The progression discussed includes intermediate reductions before potentially reaching a target closer to two seconds. Network upgrades to Ethereum’s peer-to-peer layer are also part of the plan.
Improvements in how nodes share blocks and data may reduce propagation delays across the network. According to Buterin, these changes could allow shorter slot times without introducing additional security risks.
"Fast slots are off in their own lane at the top of the roadmap, and do not really seem to connect to anything," he said, adding that much of the remaining roadmap does not depend directly on slot timing.
Finality targeted to fall from minutes to seconds
Another area of work involves finality, the stage at which transactions become irreversible on the network. At present, finality on Ethereum typically takes around 16 minutes.
Developers are exploring changes that could bring that window down to roughly six to sixteen seconds. The proposal includes replacing parts of the current confirmation system with a simplified design that supports post-quantum cryptography.

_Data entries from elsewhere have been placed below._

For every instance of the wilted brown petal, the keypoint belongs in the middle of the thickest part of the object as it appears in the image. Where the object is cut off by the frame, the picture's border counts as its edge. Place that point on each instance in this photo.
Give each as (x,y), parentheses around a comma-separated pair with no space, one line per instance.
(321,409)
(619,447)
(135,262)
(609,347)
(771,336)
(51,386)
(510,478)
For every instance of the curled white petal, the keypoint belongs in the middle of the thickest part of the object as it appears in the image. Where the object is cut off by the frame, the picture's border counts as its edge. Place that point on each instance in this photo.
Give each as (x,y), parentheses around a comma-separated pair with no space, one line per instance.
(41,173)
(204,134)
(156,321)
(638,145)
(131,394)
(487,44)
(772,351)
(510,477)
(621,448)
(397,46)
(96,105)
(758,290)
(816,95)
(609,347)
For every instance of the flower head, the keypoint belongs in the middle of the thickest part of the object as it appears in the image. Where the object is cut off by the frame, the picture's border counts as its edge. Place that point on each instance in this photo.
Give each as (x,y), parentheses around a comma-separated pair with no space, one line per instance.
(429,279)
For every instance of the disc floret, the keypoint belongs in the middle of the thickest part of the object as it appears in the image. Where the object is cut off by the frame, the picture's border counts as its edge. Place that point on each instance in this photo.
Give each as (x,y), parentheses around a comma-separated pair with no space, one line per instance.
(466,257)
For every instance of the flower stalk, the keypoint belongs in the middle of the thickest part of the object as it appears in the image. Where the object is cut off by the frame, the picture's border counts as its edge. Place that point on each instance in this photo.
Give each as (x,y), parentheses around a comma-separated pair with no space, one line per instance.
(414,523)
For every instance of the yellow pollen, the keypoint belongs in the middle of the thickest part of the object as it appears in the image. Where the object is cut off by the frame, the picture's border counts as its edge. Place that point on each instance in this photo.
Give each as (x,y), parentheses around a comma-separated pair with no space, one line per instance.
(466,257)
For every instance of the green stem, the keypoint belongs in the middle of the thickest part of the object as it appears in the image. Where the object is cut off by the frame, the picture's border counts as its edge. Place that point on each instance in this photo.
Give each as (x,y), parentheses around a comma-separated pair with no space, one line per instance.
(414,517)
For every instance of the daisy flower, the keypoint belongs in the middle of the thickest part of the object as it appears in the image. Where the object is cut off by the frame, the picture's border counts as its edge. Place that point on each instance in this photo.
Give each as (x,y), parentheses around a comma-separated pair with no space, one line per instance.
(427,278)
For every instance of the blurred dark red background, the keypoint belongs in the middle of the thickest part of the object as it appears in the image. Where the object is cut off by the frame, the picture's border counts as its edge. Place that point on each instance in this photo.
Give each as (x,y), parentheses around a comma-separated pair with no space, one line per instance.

Buterin described the shift as a significant change to Ethereum’s consensus design.
The “component-by-component replacement” of Ethereum’s slot structure and consensus will produce a “cleaner, simpler, quantum-resistant, prover-friendly, end-to-end formally-verified alternative.”
The largest steps would likely be introduced alongside a transition to new cryptographic systems, including hash-based signatures.
Early quantum protections in the slot system
Buterin said one possible outcome of the staged approach is that parts of the network could adopt quantum-resistant protections earlier than others. In this scenario, slot production could transition before the finality system is fully updated.
He noted that this could allow the blockchain to continue operating even if advanced quantum computers appeared unexpectedly, though some guarantees around finality could temporarily differ during the transition period.
The broader roadmap spans about four years and includes a sequence of network upgrades planned roughly every six months. Two upcoming forks, known as Glamsterdam and Hegotá, are already scheduled for later this year.
Industry discussion around quantum security continues
Preparation for post-quantum cryptography is also appearing in discussions across the broader crypto sector. A recent analysis from CoinShares examined how future quantum computing developments could affect blockchain security, including Bitcoin.
In that report, Christopher Bendiksen, Bitcoin research lead at CoinShares, said cryptographically relevant quantum systems would require a scale of hardware far beyond current machines, pointing to the need for millions of stable qubits before such threats become practical.
Developers across several blockchain projects are studying upgrade paths that would allow networks to introduce post-quantum cryptography gradually if the technology becomes viable.